Health Authorities in the U.S. state of Alabama have issued a warning reminding local residents of a flesh-eating bacteria found in bodies of water throughout the state.
The Alabama Department of Public Health (ADPH) said in a press release that the bacteria, known as Vibrio, was found mostly in brackish and warm salt water such as bay or gulf waters.
The department cautioned that people with open wounds should avoid direct contact with the water, and that people in general should not eat contaminated, raw or under-cooked seafood.
Once infected, the Vibrio bacteria might lead to destructive soft-tissue infections and other illnesses, the department said.

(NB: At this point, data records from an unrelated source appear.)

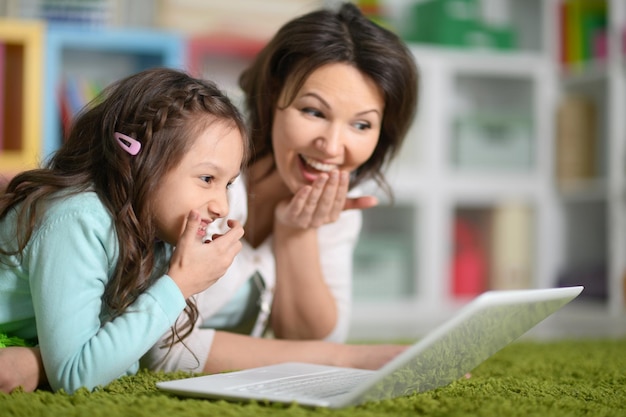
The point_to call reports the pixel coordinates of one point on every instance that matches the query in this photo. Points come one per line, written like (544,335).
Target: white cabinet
(482,154)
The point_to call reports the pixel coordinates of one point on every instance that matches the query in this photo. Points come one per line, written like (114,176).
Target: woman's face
(334,122)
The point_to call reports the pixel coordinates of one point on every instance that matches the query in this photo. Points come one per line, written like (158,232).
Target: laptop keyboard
(327,384)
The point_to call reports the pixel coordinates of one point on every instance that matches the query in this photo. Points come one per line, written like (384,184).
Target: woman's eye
(362,125)
(312,112)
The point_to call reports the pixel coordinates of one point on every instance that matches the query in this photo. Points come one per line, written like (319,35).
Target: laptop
(488,323)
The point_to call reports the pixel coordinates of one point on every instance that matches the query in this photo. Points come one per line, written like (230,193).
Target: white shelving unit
(432,189)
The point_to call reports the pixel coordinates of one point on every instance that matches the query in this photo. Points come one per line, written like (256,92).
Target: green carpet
(529,378)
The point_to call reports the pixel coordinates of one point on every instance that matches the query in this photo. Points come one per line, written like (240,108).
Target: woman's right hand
(196,264)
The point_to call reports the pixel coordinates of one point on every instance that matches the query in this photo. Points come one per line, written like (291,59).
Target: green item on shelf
(456,23)
(6,341)
(441,21)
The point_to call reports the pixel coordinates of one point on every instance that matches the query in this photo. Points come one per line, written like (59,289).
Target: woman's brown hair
(323,37)
(164,109)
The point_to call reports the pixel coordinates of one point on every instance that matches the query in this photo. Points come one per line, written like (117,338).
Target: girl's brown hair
(164,109)
(323,37)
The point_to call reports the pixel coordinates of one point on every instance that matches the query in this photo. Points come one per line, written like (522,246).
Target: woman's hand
(196,264)
(321,202)
(21,367)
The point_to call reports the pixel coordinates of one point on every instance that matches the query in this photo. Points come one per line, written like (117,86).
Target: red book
(469,268)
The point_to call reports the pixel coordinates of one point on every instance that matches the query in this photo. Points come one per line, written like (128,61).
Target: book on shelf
(576,139)
(469,263)
(2,96)
(511,246)
(583,32)
(74,93)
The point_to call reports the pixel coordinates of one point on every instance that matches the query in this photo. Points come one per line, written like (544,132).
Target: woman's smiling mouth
(317,165)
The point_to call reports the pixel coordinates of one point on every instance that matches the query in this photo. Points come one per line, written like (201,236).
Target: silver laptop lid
(483,327)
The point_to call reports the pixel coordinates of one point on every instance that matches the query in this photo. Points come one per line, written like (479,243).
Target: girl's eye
(362,125)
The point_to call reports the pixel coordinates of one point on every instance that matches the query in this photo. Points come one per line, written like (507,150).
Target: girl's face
(200,182)
(334,122)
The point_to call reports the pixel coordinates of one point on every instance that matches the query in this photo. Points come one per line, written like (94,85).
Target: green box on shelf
(456,23)
(488,142)
(383,268)
(441,21)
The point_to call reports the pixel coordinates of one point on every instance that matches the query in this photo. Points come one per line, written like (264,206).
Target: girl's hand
(21,367)
(321,202)
(195,264)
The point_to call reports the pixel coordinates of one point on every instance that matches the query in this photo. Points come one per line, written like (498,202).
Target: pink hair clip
(127,143)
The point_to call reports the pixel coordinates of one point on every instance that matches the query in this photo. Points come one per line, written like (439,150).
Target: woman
(329,101)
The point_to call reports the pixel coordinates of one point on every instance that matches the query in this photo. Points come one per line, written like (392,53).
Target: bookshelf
(20,102)
(94,57)
(591,197)
(454,185)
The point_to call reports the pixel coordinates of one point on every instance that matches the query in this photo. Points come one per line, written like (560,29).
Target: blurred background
(513,175)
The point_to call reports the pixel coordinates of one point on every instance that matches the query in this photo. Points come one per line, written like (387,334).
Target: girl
(329,99)
(102,249)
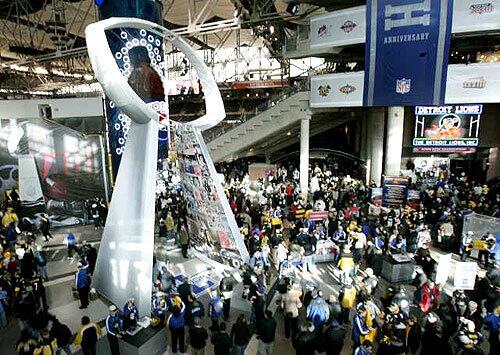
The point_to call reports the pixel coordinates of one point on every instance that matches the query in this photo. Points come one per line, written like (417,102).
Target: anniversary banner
(407,46)
(447,129)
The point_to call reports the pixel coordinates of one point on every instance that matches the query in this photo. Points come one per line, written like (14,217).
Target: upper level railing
(211,134)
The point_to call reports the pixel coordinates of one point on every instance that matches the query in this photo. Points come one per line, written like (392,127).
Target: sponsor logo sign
(348,26)
(347,89)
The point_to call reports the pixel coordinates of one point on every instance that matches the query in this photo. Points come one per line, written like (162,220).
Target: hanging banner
(407,47)
(476,15)
(453,128)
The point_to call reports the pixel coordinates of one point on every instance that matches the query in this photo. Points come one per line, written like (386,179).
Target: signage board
(394,190)
(450,129)
(465,275)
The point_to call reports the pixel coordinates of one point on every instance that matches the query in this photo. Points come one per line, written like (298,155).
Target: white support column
(376,148)
(394,142)
(304,156)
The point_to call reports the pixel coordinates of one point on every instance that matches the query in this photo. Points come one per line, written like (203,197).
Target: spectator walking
(83,281)
(198,337)
(87,336)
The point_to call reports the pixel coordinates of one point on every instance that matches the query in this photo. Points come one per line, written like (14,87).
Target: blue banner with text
(407,49)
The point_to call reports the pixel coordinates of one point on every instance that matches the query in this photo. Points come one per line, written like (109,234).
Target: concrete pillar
(304,156)
(376,147)
(364,149)
(494,164)
(394,141)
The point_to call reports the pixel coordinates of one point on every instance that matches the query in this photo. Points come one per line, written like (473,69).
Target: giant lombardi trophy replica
(124,265)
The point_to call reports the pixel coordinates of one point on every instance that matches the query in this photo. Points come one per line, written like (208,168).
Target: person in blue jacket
(83,281)
(364,349)
(130,314)
(176,324)
(114,329)
(318,311)
(359,326)
(492,322)
(160,306)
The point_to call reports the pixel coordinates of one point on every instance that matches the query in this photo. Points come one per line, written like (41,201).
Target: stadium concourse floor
(65,307)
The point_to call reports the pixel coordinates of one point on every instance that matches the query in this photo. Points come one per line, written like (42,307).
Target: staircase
(283,114)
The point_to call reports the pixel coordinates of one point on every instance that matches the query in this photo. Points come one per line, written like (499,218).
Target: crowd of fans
(367,314)
(23,273)
(282,239)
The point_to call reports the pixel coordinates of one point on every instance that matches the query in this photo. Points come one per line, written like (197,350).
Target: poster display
(452,128)
(473,82)
(397,34)
(337,90)
(338,28)
(470,83)
(465,275)
(394,191)
(211,224)
(347,27)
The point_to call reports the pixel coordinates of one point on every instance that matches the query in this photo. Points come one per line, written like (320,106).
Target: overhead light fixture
(293,8)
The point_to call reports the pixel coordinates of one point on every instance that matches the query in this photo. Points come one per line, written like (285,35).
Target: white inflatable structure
(124,265)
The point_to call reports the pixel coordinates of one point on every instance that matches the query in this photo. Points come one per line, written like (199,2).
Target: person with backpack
(198,337)
(45,346)
(41,263)
(226,289)
(240,335)
(222,341)
(215,309)
(45,227)
(194,309)
(87,336)
(266,333)
(83,281)
(306,341)
(62,334)
(176,325)
(71,244)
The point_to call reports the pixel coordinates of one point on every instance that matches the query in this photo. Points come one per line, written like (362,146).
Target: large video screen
(451,128)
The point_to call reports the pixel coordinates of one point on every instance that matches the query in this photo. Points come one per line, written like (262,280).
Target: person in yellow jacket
(346,264)
(9,217)
(347,299)
(87,336)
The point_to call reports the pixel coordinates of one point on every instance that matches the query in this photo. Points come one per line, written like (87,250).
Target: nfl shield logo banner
(407,48)
(403,86)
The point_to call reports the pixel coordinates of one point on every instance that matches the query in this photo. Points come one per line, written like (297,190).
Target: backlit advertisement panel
(451,128)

“Most soft-tissue infections occur with either injury or with conditions such as poorly controlled diabetes or low immunity. Healthy people may sometimes develop a skin infection after skin injury and exposure to natural bodies of water,’’ said Karen Landers, assistant state health officer.
“If you have open wounds, cuts, abrasions and sores, stay out of the water. Persons with low immune systems, cancer, diabetes, liver disease, and other chronic conditions should avoid eating raw or undercooked seafood, especially oysters,’’ Landers added.
According to the ADPH, if a person gets cut while in the water, he or she should immediately wash the wound with soap and fresh water.
If the wounds showed any signs of infection such as redness, pain or swelling or the cut is deep, immediate medical attention should be consulted.
The ADPH said that symptoms of Vibrio illness might include diarrhea, vomiting, abdominal pain, chills, fever, shock, skin lesions and wound infections.
“In someone with a compromised immune system, the bacteria can infect the bloodstream and may result in death,’’ it said.
Immediate treatment is vital since early medical care and antibiotics increase the possibility of survival, according the department.
Vibriosis infects some 80,000 people in the United States every year, while 100 die from the illness, the ADPH said, citing estimation by the U.S. Centers for Disease Control and Prevention.